What’s the vibe? It’s so relaxed it’s almost asleep. People pop in for a glass of craft beer from one its 16 rotating taps and then engage in some post-drinking shopping of cured meats, cheeses and other deli items, or simply pay a visit on their way home to do a spot of – albeit quite pricey – top-up shopping and to fill up their growler of beer.
What to eat: There are plenty of small plates on offer but what you’ll really want is one of its legendary sandwiches. Choosing between wagyu roast beef with comte and horseradish; Peking duck bahn mi; or the lip-smacking porchetta with broccoli rabe and Parmigiano could be tricky though.
615 Manhattan Avenue, Brooklyn
What is it? Greenpoint’s coolest hangout, it’s a beautiful Nordic-styled beer bar at the front with a Michelin-starred restaurant – Luksus – hidden at the back.
What’s the vibe? Cool, minimal and oozing style, Torst is the antidote to the more rough ‘n’ ready craft beer bars that can be found across the city.
Who’s behind it? Danish brewer Jeppe Jarnit-Bjergso and chef Daniel Burns, who spent three years running the pastry department at Noma and then moved to New York to open Momofuku’s test kitchen for David Chang before launching his own venture in 2013.
What to drink: Beer. Torst features an extensive range of draught brews – 21 in fact, which are changed on a regular basis – all of which are served in delicate stemware as wine might. Beers are sourced locally and from other parts of the US as well as countries such as Italy, Switzerland, England and Denmark. Indeed, Burns believes that Luksus is the only Michelin-starred restaurant in the world to serve only beer on its alcohol list.
185 Bleecker St
What is it? A vegan restaurant that has taken Greenwich Village by storm.
What’s the vibe? Where people on Bleecker Street once queued outside Magnolia Bakery of Sex and the City fame, they now line up outside no-reservations restaurant By Chloe instead, swapping cupcakes for cold pressed juice, dairy-free ice creams and tempeh-lentil-chia-walnut patties.
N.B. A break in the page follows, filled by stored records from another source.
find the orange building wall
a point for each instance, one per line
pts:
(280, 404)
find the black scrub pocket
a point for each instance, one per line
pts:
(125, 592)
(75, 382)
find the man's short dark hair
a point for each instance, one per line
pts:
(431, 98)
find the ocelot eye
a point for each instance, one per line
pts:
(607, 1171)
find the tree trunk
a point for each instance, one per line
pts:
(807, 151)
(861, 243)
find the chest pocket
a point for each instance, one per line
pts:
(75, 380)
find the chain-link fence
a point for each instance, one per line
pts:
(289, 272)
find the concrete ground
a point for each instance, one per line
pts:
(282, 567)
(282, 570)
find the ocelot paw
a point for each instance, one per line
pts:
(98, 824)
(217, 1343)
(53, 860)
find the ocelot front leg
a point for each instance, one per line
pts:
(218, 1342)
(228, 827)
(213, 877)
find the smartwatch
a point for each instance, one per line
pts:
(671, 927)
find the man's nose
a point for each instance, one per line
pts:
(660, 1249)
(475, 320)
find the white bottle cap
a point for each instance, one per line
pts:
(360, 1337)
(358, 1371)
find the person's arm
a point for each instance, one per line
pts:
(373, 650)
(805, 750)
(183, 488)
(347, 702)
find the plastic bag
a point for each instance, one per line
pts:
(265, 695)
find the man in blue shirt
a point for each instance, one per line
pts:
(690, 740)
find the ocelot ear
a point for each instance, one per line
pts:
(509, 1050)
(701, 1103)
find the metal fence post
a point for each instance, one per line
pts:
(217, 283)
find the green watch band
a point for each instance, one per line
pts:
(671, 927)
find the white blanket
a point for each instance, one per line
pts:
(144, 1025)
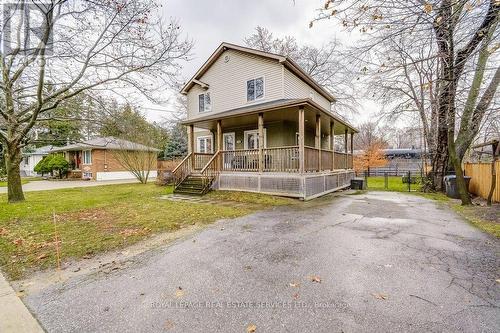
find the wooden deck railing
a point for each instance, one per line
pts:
(343, 160)
(281, 159)
(240, 160)
(183, 170)
(201, 159)
(210, 172)
(278, 159)
(326, 159)
(311, 159)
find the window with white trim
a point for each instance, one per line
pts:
(252, 139)
(87, 157)
(255, 89)
(204, 102)
(204, 144)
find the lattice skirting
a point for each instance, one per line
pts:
(286, 184)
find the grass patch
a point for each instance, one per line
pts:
(394, 184)
(96, 219)
(252, 198)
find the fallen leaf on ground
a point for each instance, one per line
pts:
(315, 278)
(179, 292)
(251, 328)
(380, 296)
(18, 241)
(169, 324)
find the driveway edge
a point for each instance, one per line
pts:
(14, 316)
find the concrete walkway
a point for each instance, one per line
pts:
(14, 316)
(375, 262)
(45, 185)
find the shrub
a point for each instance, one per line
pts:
(43, 166)
(58, 163)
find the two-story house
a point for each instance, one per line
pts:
(258, 122)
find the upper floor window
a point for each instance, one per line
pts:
(255, 89)
(204, 102)
(87, 157)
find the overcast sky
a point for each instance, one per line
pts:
(208, 23)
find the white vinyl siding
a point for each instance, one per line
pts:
(296, 88)
(227, 82)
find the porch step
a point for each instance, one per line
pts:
(193, 185)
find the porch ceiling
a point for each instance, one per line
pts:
(282, 110)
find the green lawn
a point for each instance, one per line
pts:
(96, 219)
(394, 184)
(24, 180)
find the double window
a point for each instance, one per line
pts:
(204, 102)
(204, 144)
(255, 89)
(252, 139)
(87, 157)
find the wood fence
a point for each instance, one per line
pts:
(480, 182)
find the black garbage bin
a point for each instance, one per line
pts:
(358, 184)
(450, 183)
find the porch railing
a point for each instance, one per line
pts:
(240, 160)
(281, 159)
(210, 172)
(343, 160)
(311, 159)
(182, 170)
(326, 159)
(278, 159)
(201, 159)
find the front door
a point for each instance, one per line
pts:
(229, 141)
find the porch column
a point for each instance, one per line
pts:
(352, 150)
(318, 139)
(191, 139)
(191, 144)
(261, 142)
(345, 148)
(301, 139)
(219, 135)
(331, 143)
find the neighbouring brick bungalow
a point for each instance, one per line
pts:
(97, 159)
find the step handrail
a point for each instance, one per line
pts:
(182, 170)
(210, 171)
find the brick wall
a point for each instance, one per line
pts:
(105, 160)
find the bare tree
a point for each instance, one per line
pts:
(136, 158)
(454, 33)
(83, 46)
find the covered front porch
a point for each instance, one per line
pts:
(295, 149)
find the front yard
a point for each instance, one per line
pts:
(95, 219)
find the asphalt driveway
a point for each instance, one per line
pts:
(377, 262)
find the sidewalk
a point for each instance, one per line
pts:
(14, 316)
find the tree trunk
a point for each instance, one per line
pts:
(13, 158)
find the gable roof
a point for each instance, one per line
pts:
(286, 61)
(107, 143)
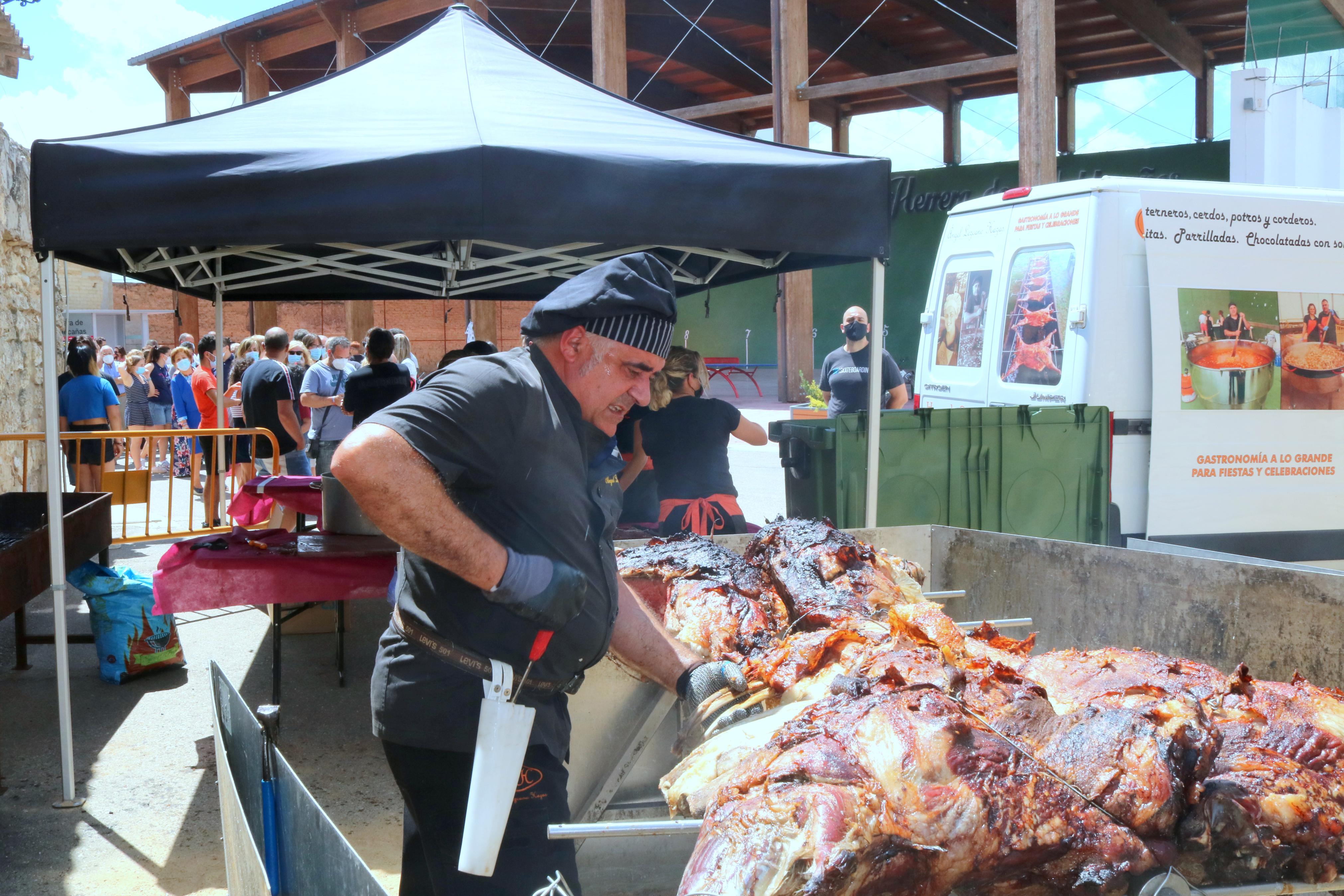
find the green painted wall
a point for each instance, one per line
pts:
(922, 202)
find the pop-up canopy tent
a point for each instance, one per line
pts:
(455, 163)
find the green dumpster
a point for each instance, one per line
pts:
(1042, 472)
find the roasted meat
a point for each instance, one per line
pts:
(828, 578)
(898, 790)
(706, 595)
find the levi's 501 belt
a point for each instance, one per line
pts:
(468, 660)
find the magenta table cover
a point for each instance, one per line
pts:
(331, 569)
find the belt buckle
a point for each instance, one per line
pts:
(573, 686)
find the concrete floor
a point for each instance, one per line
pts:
(144, 751)
(144, 754)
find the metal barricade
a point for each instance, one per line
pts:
(169, 512)
(277, 839)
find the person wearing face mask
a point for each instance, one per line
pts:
(108, 367)
(186, 412)
(845, 373)
(687, 439)
(323, 393)
(136, 402)
(159, 370)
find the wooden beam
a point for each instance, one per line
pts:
(725, 108)
(1205, 103)
(971, 22)
(1037, 89)
(1068, 115)
(177, 103)
(952, 135)
(792, 121)
(859, 50)
(902, 80)
(652, 36)
(1152, 23)
(609, 70)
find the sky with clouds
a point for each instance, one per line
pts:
(78, 82)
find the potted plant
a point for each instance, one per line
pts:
(815, 406)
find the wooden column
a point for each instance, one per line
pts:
(350, 49)
(486, 320)
(177, 103)
(1037, 89)
(609, 46)
(265, 315)
(1205, 104)
(952, 134)
(256, 81)
(840, 134)
(792, 117)
(1068, 113)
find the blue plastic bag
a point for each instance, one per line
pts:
(131, 640)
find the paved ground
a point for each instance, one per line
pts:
(144, 751)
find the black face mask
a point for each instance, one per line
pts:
(854, 331)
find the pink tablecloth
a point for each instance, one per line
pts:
(255, 500)
(295, 569)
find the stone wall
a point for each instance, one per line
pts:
(21, 323)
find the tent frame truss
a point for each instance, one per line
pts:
(461, 268)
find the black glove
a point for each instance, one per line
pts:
(544, 591)
(702, 682)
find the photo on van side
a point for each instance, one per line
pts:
(1039, 284)
(1312, 359)
(1230, 350)
(961, 323)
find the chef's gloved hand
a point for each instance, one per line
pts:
(702, 682)
(548, 593)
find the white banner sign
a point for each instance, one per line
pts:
(1248, 370)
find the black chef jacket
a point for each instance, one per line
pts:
(511, 445)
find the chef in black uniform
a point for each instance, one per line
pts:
(501, 481)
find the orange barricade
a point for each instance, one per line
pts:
(169, 512)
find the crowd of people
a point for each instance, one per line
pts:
(307, 389)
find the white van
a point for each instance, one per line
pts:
(1064, 258)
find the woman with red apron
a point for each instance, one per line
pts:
(687, 439)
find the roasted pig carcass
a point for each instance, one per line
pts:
(1267, 800)
(828, 578)
(894, 789)
(1273, 805)
(706, 595)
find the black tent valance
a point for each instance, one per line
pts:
(453, 163)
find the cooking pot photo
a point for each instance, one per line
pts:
(1229, 381)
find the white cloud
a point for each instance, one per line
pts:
(96, 90)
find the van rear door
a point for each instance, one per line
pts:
(1032, 358)
(953, 348)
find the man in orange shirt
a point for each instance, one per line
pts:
(206, 391)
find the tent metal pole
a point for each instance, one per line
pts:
(876, 394)
(220, 393)
(56, 531)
Who’s behind it? It’s named after lifelong vegetarian, chef and cookbook author Chloe Coscarelli. It is part of the ESquared Hospitality and is the group’s first quick service restaurant.
Need to know: By Chloe may be tiny – it has a central table that seats 11 and it can accommodate another 10 on tables to one side of the room – but it can serve 1,000-1,400 customers a day, so be prepared to queue.
113 E 29th St
What it is: A gastropub that takes its meat very seriously. Very seriously indeed. And its beer, too.
What’s the vibe? You walk past the well-stocked beer chillers (it stocks 350 different beers from all around the world) on your way into this narrow restaurant that has a number of different rooms, each with their own style. It’s dark, moody and loud, and very, very good fun.
On the menu: Cannibal’s menu is rooted in US charcuterie as well as a nose-to-tail approach to cooking. It specialises in group dining with whole animal feasts, so order either a whole pig, goat or lamb and tuck in. If that doesn’t get you salivating, try the pig’s head with pancakes or garam masala lamb belly with naan bread.